Los Süller, una familia muy normal

Cuando algunos creían que estaban superados, el Clan Süller volvió con plantel completo a copar la televisión.

Antes que Ricardo Fort, los gatos, Virginia Gallardo y las canciones de Sandro y Pitbull cantadas con voz impostada en Miami; existieron Los Süller. Mucho antes que Zulma Lobato, Anabela Ascar y las piñas de Torry y sus secuaces; existieron Los Süller. No existía el Eje del Mal de la revista, Carmen Barbieri ni se había inventado el Metacril para ponerse en los glúteos y Los Süller ya hacían de las suyas. Casi tanto como los Tinayre-Legrand o los Ortega, y pese a quien le pese, Los Süller son una pieza importante del mundo del espectáculo argentino.

A excepción de algún exabrupto aislado de Silvia, el circo de la paternidad de Guido o algún escándalo de poca monta; en los últimos años la televisión le dio a esta familia de mediáticos poca pantalla. Hasta ahora.

Los Süller volvieron con todo y quieren revancha. El regreso se dio, como en una buena secuela de Hollywood, de la mano de un personaje secundario que salió de las sombras con grandes revelaciones. Se trata de Marilyn, la hija de Silvia. La bella joven ya había sido noticia en 2007 cuando se sentó en el living de Susana y contó que había decidido escapar de la casa materna para refugiarse en lo de su tía. Ya no soportaba más a la ex de Silvio Soldán.

En ese momento su aparición sorprendió a algunos, pero se dio en el marco de la participación de su primo, Sebastián Graviotto, en la quinta edición de "Gran Hermano". Con una dicción que hace sonar a Silvina Escudero como una chica del interior y el latiguillo "boló" a flor de piel; Sebastián podría ser tranquilamente un personaje de Fernando Peña, con su look de Punta del Este y su inocultable pasión por las cámaras.

El público, sin embargo, no se entusiasmó mucho con el sobrino de Silvia y duró menos en el reality de Telefe que Martín Lousteau en el Ministerio de Economía, dejando descolocada a Marilyn. Pero la semana pasada fue entrevistada casi sin querer a la entrada de un boliche por "Infama" y se despachó contra su madre y su tío, Guido.
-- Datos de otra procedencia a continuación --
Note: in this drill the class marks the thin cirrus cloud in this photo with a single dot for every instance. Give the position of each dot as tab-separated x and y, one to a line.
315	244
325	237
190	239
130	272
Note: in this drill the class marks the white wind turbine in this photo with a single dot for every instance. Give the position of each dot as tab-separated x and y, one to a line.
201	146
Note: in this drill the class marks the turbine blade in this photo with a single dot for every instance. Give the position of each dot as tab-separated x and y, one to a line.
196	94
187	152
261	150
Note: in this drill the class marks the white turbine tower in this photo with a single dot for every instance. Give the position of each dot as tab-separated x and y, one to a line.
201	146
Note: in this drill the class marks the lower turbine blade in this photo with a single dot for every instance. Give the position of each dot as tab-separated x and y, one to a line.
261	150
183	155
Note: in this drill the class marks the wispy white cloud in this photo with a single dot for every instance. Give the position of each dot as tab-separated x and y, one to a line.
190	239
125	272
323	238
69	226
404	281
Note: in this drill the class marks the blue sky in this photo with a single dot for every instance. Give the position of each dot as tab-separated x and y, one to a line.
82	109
"Hicieron de mi apellido una burla, no quiero tener nada que ver con ellos", dijo con algunas copas de más la joven. Ni lerdo ni perezoso, Santiago del Moro –una suerte de Chucky, el Muñeco Maldito local- la llevó a los estudios de América y dejó que se descargara sobria contra toda la prole. Su primo Sebastián, obvio, se mantuvo bien cerca y la ayudó con algunos argumentos.

A pesar de los años de anonimato, y de jurar mil veces que ella no quería fama, la más chica de los Süller se movió como una profesional y dejó en claro que tiene la belleza de su progenitora en sus años mozos.

Tan fuerte fue su aparición, que Silvia terminó internada de urgencia y saliendo al aire con el suero puesto desde su celular con Viviana Canosa, entre sorprendida y enojada por la buena performance de su retoño en pantalla. Pero ni bien le dieron el alta, eligió su mejor peluca y se instaló en el sillón de la ex colorada, que cada vez ve más lejos su viaje a Haití y sus misiones solidarias.

Inspirada por el tema que mejor maneja –los bolonquis familiares- Silvia se descargó con todo contra su hermana, su madre, su hija, su sobrino y los Graviotto en general. Desde acoso sexual hasta drogadicción, no hubo delito o vicio que no le recriminara. También se sumó Guido a la pelea, secundado por Tomasito, que a esta altura nadie sabe bien qué demonios hace ahí, pero se mete y levanta el rating.

Mientras crecen las sospechas de que Marilyn y su primo sólo quieren entrar en "Bailando por un sueño" –que este año tendrá a varios hijos de famosos entre sus filas- el Clan Süller sigue copando programas y amenazando con hacer revelaciones que, francamente, a nadie le interesa realmente.

Quizás sea hora de pedir una muestra de sangre y comprobar si no existe en los Süller una suerte de gen televisivo mediático, que los lleve a vivir todas sus alegrías y miserias a través de una pantalla de televisión...

¿Qué hazaña les falta hacer a los Süller?